From Harry Coverston, concerning “A Story for the Future” post: “At some level I am represented by the teacher you represent here. I do find the defunding of public institutions, the growing disparity of wealth and the extremist tenor of politics in our nation depressing. And I find the Gen Y Millenials I teach who are supposed to save the world from its crises increasingly disengaged and solipsistically wrapped up in their electronic distractions. Where I would question your argument is your tendency to simply presume a causal relationship between the alarm of the educator and the cynicism of the students. Why would that be so? Teachers are but one agent of socialization in a much bigger picture and increasingly are seen as less important than agents such as the media.
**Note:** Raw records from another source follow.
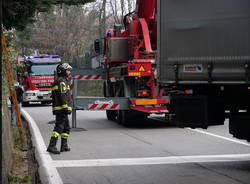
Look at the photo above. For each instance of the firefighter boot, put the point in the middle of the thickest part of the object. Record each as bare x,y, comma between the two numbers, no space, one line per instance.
52,146
64,145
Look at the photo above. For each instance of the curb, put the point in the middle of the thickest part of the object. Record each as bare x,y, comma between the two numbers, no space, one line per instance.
47,172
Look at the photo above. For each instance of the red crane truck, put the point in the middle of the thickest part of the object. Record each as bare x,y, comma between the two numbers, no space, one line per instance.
37,77
188,60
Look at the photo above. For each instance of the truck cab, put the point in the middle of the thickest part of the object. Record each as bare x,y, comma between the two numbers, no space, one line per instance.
37,77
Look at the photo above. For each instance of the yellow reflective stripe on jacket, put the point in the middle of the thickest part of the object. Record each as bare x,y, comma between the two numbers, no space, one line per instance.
55,134
55,88
64,106
63,87
65,135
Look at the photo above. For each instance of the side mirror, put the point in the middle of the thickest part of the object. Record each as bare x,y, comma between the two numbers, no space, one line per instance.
97,46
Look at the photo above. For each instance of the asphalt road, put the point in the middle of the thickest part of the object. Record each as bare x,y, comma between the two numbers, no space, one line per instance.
150,153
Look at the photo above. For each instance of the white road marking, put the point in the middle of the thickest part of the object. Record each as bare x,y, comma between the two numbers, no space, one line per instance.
218,136
48,173
151,160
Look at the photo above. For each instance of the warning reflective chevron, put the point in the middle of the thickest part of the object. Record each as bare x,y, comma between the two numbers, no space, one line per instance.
87,77
103,106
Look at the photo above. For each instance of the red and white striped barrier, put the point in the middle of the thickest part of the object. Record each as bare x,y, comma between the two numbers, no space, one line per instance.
103,106
86,77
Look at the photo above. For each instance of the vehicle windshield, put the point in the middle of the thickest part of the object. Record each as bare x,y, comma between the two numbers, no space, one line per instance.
43,69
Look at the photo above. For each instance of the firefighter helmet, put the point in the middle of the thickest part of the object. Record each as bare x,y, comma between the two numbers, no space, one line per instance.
61,68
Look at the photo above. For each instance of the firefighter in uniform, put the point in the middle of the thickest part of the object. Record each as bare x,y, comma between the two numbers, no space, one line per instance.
61,108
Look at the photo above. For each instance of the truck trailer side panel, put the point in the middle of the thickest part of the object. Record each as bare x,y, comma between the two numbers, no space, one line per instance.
202,41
Moreover, why would it be the role of the teacher to not only critique the status quo but to offer a replacement for it as well? Why would all of that be a teacher’s responsibility? Where does the public come into that picture? Indeed, where does this enormously talented generation of students get called upon to be mature, responsible citizens rather than disengaged, self-focused cynics with inordinate sense of entitlement? While I absolutely do not wish this, I sense that it will require a crisis for any changes in the current direction of our culture to occur. Indeed, I see no way the polarized, unstable status quo can continue much longer. Increasingly I try to use my time and energies to discern what needs for reorganization will present themselves post crisis. Perhaps that will merely entail maturity but increasingly I see it as a matter of transcending that which has come before.
CJ: “Moreover, why would it be the role of the teacher to not only critique the status quo but to offer a replacement for it as well?” Only because that is a responsibility we all confront—governmental leaders, educators, media, and the populace at large. I do argue that educating for a culturally mature future becomes education’s needed new bottom line referent (to replace the Modern Age referent of providing the universal literacy needed for democratic government and industrial advancement). That means that if educators aren’t at least reflecting on culturally mature concerns and somehow bringing those reflections into the classroom, they are not doing their jobs.
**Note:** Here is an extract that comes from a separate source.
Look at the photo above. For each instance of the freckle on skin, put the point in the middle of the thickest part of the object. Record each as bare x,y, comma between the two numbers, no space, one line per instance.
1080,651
Will it require a crisis for change to occur? Crises are happening all around us. The questions you propose about how change will happen are essential — both so that we see things accurately and so that we bring ourselves to advocacy in the most useful ways. These are indeed crisis times. Yet, too, as I write about frequently, there are real traps that come with crisis/transformation thinking (it can lead easily to liberal cynicism and idealized notions of the future that we could not achieve, and ultimately would not want to achieve). Change of the sort I write about has been happening throughout the last century. And the drivers for future change are pretty inescapable. For me the question is not whether Cultural Maturity is possible, but only how much misery we will put ourselves through in getting there (foresight is the best route, but foresight of the sort we are talking about itself requires culturally mature capacities.